No illnesses have been reported, said John Keating, president of Cargill Regional Beef.

Cargill produced the beef from Oct. 8 to Oct. 11 at a plant in Wyalusing, Pa., and distributed it to retailers including Giant, ShopRite, Stop & Shop, Wegmans and Weis.

Cargill learned that the meat may be contaminated after the Agriculture Department found a problem with a sample produced Oct. 8, the company said. The bacteria is E. coli O157:H7.

A spokeswoman for Cargill said Connecticut, Maine, Maryland, Massachusetts, Michigan, New Jersey, New York, Ohio, Pennsylvania and Virginia are involved in the recall.

"We are working closely with the USDA to remove this product from the marketplace," Keating said in a written statement. Spokeswoman Lori Fligge said the company had no further comment.
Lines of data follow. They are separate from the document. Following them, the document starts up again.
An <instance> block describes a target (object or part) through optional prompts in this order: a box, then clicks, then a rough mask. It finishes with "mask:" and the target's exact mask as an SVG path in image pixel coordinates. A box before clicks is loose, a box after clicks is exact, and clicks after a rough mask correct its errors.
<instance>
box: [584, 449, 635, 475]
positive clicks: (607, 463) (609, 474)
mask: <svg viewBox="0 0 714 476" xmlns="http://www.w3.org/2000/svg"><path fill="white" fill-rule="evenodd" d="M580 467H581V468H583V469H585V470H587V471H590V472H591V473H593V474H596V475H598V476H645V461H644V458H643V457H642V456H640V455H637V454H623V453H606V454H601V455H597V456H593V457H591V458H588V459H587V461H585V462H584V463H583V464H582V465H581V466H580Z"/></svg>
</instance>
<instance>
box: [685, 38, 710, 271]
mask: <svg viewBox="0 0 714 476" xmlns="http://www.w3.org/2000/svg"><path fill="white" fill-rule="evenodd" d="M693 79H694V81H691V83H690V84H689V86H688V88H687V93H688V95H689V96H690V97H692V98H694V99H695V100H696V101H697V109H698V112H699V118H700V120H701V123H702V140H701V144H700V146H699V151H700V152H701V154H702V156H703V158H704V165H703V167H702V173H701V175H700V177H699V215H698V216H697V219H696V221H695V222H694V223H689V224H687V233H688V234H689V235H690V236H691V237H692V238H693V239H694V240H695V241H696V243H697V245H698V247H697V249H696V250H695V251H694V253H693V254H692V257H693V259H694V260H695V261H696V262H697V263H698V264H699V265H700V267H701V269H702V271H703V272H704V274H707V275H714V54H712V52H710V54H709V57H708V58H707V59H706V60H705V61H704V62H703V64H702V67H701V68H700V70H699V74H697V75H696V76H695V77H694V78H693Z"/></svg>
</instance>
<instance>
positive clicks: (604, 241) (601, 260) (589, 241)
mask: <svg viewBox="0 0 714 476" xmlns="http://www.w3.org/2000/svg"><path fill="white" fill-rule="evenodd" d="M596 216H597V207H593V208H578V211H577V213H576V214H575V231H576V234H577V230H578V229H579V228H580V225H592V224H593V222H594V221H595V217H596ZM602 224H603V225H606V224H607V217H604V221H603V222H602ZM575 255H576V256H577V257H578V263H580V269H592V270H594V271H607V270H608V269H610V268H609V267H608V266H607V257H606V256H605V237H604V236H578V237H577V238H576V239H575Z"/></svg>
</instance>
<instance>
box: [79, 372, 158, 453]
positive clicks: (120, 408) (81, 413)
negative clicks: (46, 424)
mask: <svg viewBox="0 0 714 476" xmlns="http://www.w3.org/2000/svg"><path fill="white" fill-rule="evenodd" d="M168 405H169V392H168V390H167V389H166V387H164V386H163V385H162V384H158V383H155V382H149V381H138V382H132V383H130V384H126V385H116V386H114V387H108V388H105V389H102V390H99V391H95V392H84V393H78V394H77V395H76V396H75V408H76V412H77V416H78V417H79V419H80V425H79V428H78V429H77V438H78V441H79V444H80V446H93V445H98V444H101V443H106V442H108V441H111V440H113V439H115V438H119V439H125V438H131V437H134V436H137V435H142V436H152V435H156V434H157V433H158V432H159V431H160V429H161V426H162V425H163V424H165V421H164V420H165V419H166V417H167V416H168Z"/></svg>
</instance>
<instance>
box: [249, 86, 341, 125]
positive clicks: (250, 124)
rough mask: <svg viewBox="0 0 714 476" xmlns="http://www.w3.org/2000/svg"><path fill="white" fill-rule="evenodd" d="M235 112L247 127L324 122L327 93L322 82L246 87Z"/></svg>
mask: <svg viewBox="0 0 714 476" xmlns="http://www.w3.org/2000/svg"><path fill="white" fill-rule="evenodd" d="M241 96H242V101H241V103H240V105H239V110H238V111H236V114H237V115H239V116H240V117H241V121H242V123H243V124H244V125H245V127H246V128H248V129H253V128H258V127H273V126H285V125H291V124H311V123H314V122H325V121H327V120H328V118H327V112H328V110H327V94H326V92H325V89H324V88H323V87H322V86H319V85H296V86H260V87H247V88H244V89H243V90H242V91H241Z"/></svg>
Separately, U.S. regulators have tightened restrictions on meat and poultry products from Canada because of concerns about testing practices at a Canadian firm. Rancher's Beef in October was linked to a multistate outbreak of E. coli infections involving Topps Meat.

Starting next week, the Agriculture Department's Food Safety and Inspection Service will increase testing of Canadian meat for salmonella, Listeria monocytogenes and E. coli O157:H7. The inspection service will require that shipments be held up until testing is completed and the meats are proven to be clear of these problems.

E. coli O157:H7 is a potentially deadly bacterium that can cause bloody diarrhea and dehydration.

People with questions about the recall can call Cargill at 877-455-1034.

On Oct. 6, Cargill recalled more than 840,000 pounds of ground beef patties distributed at Sam's Club stores nationwide after four Minnesota children and four Wisconsin adults who ate the food developed E. coli illness.